THE famed Ifugao Rice Terraces and the communities that rely on them will soon be provided international support from the Canada-based Manulife Financial Corp. and National Geographic (NatGeo) Society, which have included the famous Cordillera landmarks in a list of 10 heritage sites that must be protected from the impact of climate change.
Under the “Preserving Legacies: A Future for Our Past” initiative, 10 heritage sites, eight of which are also on the World Heritage List of the United Nations Educational, Scientific and Cultural Organization (Unesco), will be preserved under an international initiative for their protection.

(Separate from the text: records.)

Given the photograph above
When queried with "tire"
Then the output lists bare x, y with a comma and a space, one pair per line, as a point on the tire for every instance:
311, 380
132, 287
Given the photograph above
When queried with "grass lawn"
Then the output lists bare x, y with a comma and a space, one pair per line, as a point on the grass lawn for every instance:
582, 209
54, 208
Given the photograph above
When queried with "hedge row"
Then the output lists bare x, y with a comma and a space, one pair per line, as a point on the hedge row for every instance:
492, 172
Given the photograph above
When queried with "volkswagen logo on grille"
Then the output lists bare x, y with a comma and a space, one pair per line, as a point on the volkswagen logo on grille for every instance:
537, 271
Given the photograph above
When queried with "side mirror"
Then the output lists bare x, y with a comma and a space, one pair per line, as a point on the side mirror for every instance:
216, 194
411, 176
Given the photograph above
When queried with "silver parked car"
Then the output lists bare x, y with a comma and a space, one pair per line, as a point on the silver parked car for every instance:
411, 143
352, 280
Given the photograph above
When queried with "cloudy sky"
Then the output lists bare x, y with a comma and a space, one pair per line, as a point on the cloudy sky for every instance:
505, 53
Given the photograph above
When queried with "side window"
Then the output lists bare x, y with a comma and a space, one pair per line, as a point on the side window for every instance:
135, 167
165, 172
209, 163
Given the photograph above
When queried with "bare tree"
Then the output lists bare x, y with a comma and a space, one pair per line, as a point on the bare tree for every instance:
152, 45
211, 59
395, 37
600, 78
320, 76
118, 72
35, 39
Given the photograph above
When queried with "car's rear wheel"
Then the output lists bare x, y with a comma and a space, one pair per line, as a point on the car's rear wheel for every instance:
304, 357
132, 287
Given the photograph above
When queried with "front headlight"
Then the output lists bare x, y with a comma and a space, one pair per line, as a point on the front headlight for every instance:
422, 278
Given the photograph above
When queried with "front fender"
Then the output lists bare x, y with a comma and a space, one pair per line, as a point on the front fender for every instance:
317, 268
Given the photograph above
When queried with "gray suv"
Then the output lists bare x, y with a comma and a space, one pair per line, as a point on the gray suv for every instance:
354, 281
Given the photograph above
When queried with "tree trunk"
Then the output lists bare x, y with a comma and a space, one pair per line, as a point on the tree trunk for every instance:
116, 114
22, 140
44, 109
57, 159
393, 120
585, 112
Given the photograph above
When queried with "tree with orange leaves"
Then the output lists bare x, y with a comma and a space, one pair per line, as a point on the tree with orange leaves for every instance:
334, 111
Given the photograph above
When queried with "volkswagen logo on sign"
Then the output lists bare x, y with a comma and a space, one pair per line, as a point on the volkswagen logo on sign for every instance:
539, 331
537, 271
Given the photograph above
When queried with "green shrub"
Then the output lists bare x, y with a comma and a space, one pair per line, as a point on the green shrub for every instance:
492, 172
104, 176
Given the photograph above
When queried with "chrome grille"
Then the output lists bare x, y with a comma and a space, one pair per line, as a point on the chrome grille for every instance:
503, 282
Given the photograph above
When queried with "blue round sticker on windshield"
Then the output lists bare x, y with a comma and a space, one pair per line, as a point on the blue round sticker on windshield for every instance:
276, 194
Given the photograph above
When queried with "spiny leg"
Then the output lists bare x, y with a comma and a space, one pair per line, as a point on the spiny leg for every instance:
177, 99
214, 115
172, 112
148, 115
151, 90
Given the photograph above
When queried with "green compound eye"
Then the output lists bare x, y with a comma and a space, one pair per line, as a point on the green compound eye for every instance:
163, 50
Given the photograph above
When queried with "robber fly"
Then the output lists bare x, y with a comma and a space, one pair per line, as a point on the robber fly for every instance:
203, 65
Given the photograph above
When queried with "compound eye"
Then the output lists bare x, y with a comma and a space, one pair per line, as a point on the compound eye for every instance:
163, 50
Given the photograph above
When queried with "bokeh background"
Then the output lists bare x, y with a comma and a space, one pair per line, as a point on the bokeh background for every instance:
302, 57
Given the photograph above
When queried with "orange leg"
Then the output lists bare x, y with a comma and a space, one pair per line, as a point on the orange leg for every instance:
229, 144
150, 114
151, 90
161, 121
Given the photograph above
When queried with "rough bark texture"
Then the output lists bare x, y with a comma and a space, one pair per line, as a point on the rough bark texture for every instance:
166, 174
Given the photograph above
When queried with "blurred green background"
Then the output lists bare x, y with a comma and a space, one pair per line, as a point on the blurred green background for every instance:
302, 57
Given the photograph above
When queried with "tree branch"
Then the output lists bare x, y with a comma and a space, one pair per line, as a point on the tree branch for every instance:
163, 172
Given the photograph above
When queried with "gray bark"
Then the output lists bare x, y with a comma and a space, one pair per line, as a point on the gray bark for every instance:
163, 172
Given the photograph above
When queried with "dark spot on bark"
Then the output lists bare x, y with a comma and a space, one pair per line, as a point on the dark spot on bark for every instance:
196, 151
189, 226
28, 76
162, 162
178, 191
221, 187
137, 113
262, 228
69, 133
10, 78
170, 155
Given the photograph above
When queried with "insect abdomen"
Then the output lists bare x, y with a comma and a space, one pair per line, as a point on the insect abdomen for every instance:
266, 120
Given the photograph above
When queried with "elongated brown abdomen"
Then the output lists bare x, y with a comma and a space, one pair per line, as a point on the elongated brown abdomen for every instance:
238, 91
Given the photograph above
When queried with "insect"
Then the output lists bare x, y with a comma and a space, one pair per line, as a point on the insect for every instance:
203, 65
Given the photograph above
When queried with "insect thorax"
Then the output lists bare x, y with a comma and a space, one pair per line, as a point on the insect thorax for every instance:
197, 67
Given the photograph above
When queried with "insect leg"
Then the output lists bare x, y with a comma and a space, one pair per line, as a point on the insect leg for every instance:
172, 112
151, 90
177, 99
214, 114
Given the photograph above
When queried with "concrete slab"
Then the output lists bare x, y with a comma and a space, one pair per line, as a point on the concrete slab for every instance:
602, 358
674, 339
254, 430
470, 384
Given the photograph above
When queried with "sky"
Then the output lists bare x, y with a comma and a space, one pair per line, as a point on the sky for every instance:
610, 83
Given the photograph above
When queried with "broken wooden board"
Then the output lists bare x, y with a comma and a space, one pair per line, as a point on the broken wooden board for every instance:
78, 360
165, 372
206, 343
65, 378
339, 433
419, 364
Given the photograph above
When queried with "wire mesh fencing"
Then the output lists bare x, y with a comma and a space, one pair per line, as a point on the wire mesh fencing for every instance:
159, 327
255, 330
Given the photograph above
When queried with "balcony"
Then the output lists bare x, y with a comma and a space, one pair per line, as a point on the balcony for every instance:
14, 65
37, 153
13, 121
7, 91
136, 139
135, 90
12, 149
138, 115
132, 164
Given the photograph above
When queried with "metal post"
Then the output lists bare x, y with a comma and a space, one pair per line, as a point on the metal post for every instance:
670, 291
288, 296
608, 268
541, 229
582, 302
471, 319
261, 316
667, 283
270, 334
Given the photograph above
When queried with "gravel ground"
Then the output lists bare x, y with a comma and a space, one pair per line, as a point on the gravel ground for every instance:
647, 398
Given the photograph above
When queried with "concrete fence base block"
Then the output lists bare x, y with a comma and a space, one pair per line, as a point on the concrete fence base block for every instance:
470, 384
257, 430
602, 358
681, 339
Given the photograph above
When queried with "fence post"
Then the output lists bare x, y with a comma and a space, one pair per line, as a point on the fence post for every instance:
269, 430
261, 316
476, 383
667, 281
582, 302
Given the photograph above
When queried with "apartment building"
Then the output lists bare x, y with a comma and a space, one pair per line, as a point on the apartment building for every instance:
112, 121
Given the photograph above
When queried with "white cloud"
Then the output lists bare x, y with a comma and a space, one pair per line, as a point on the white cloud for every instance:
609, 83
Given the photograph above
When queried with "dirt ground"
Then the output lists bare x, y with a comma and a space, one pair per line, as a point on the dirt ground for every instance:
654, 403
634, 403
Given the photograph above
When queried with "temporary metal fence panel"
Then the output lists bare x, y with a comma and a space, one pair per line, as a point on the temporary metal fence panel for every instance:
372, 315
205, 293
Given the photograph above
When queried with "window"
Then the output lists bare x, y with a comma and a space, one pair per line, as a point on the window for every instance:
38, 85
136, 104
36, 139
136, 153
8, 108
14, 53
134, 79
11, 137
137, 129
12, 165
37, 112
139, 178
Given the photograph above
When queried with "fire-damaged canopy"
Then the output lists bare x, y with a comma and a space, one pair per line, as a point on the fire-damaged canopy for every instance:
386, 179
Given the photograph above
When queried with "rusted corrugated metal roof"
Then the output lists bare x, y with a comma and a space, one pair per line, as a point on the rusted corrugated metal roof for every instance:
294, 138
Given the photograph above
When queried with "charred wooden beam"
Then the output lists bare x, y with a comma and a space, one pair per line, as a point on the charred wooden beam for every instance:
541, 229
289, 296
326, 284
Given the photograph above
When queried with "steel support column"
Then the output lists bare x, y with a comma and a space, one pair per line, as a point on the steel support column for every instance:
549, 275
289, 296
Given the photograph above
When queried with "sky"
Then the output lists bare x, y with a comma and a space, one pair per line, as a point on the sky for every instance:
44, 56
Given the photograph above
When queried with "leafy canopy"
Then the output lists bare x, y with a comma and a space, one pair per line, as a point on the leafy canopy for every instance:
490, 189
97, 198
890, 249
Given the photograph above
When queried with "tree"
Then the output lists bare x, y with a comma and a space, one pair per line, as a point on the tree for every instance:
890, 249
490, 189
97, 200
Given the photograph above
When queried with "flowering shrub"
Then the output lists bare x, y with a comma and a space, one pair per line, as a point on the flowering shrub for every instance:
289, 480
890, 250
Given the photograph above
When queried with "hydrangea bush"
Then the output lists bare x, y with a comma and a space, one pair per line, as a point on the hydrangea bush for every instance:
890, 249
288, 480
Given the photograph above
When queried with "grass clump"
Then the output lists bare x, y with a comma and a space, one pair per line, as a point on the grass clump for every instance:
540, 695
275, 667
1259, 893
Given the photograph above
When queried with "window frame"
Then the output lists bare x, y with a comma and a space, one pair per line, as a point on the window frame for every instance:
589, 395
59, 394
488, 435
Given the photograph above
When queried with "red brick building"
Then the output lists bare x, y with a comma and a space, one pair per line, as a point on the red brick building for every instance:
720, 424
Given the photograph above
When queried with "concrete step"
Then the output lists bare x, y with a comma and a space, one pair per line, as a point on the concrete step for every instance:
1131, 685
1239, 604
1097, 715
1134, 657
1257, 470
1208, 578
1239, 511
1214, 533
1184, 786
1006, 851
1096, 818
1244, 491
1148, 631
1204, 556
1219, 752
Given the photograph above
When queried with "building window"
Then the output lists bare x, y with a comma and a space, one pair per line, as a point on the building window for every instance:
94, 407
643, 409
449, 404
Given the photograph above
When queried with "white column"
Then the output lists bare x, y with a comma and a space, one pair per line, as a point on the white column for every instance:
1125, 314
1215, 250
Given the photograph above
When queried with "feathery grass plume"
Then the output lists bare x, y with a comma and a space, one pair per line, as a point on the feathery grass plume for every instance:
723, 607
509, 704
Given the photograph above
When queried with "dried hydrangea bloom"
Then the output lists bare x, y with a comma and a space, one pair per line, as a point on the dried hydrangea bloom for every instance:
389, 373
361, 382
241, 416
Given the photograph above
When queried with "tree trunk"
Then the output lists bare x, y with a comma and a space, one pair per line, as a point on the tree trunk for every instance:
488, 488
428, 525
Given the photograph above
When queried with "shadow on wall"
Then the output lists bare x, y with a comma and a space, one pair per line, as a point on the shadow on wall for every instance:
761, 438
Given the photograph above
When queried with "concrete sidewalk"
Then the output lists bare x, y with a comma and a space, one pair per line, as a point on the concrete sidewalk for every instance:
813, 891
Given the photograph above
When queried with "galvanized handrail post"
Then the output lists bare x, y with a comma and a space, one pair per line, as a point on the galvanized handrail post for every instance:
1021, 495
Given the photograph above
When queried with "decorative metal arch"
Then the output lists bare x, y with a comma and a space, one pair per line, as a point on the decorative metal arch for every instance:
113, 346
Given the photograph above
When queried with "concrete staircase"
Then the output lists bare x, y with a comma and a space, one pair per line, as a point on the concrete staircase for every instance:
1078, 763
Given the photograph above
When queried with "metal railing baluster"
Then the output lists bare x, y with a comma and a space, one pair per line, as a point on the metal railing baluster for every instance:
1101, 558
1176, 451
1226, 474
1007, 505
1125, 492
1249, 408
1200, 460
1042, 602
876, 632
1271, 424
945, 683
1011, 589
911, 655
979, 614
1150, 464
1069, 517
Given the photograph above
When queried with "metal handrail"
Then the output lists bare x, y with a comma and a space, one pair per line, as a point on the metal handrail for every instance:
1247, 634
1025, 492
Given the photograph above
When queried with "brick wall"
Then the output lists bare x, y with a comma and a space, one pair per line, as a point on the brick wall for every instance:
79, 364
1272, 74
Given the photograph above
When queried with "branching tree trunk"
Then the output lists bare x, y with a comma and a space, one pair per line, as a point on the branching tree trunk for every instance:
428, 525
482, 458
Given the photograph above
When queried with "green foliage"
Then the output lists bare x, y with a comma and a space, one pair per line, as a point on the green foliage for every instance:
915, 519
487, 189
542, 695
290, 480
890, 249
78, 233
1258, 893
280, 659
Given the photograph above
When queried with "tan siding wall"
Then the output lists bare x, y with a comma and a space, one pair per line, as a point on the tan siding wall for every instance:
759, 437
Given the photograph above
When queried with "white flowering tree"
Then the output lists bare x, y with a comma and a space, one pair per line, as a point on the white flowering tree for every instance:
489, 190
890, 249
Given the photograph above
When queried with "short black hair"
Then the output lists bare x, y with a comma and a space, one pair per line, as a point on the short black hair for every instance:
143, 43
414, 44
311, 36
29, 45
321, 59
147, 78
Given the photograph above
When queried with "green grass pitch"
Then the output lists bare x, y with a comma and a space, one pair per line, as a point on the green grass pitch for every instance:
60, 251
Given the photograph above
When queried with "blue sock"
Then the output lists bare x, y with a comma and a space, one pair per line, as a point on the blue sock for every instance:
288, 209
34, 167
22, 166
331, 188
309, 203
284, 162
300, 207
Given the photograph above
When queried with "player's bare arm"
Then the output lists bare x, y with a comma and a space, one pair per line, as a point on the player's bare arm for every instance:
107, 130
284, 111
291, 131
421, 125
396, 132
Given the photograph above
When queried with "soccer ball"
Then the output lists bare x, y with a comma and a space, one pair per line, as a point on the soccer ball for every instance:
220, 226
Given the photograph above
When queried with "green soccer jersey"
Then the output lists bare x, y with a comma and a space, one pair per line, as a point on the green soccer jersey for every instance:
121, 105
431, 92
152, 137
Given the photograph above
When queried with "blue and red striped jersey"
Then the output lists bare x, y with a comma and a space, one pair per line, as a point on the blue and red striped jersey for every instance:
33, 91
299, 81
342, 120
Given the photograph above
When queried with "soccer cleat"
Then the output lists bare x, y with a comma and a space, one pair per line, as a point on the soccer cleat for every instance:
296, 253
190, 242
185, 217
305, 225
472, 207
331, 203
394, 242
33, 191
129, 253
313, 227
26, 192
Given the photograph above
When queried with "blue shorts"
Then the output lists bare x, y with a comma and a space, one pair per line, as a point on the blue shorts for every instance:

In a joint statement, Manulife and NatGeo said that the initiative would not only help safeguard the sites themselves from climate change, but also help protect the physical and financial wellbeing of the communities that rely on the sites for their livelihood.
The project would see local communities trained in scientific mitigation efforts to combat the effects of climate change.
Through mentoring programs and educational materials, the project hopes to teach communities how to turn scientific knowledge into actionable management plans for the protection of heritage sites.
Using local weather data, climate models can be developed to assess how much flooding, heat, sea level rise and changing seasonality could threaten the communities in different scenarios. This would enable their leaders or site managers to know what climate impacts to anticipate and plan for.
The Ifugao Rice Terraces have five terrace clusters within the province that were included on the World Heritage List in 1995.
UNESCO described the terraces in Batad and Bangaan in Banaue, Hungduan, Kiangan, and in Mayoyao as “a living cultural landscape of unparalleled beauty.”
In 2001, the terraces also landed on the World Heritage Committee’s list of endangered heritage sites. They were removed from the list in 2012 but the government gave assurances that the threatened sections would be repaired.